Stratton departed in the bottom of the sixth with one out and a runner on second.  Shelton went with Sam Howard, just back from the injured list.  He should maybe have stayed on it a little longer.  The first three batters singled, making the score 5-2 and ending Howard’s streak of having stranded every runner he’d inherited all season.

David Bednar gave up a run in the bottom of the seventh.  It was set up by a 14-pitch walk to .160-hitting catcher Dom Nunez.  Chasen Shreve had a quick eighth.

Meanwhile, the Rockies replaced Gray with the undistinguished Tyler Kinley.  He started off by striking out Tom on a pitch out of the strike zone.  He then fanned pinch hitter Polanco in a seven-pitch at-bat in which Kinley didn’t throw a single pitch in the strike zone.  Maybe Polanco should have tried to learn something from Nunez.

And so it went.  Two more unexceptional Colorado relievers set the Pirates down with ease in the eighth and ninth.  Frazier had a single in the seventh and Reynolds had one in the eighth.  Tom again had a hit in the ninth, this one a double.  Five hits, two each by Frazier and Reynolds.  The lineup after Reynolds went 1-for-22.  “Cleanup” hitter Gamel was 0-for-4 with three strikeouts.

In the three-game series, the Pirates managed two runs and 12 hits, three for extra bases.  The Rockies are a weak-hitting team; they’re 12th in the NL in OPS+, which is park-adjusted.  But they had 16 runs and 32 hits, 13 for extra bases, one more than the Pirates had hits.
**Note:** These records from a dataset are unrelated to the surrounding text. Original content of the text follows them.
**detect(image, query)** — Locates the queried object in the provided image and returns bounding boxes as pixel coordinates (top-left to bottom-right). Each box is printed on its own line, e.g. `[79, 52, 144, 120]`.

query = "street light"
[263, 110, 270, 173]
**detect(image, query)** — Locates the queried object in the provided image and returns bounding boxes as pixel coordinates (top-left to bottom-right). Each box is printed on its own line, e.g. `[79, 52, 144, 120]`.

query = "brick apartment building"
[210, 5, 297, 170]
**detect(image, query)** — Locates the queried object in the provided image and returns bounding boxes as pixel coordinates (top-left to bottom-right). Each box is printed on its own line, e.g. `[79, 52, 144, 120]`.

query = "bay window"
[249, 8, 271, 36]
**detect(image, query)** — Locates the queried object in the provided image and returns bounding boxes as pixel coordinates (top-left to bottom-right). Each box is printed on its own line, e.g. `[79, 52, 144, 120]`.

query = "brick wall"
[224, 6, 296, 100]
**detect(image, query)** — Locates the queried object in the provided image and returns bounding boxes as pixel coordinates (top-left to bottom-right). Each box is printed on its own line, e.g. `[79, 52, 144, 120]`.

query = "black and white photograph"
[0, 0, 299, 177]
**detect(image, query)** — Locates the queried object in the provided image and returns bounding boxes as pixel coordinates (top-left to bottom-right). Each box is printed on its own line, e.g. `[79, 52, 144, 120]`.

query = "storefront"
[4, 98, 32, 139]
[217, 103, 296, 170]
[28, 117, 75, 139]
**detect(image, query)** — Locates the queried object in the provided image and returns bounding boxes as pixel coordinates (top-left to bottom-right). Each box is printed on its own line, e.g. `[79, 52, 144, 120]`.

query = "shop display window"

It’s well beyond time that Cherington make some effort to field a lineup that at least remotely resembles a major league team.  It’s not like these are prospects.  The 4-8 hitters today are all between 27 and 29, so they’re in their prime now.  They aren’t going to get better.  Polanco and Gonzalez are nearly 30.  Not one of these guys is going to play a role on a good Pirates’ team, so there’s no reason to hold on to any of them.  There’s nothing about rebuilding that requires a team to cling to players who can’t handle the major leagues and who aren’t likely to improve.  There’s no downside whatsoever in moving on, even if it’s with random waiver pickups and guys from AAA who previously struggled in the majors.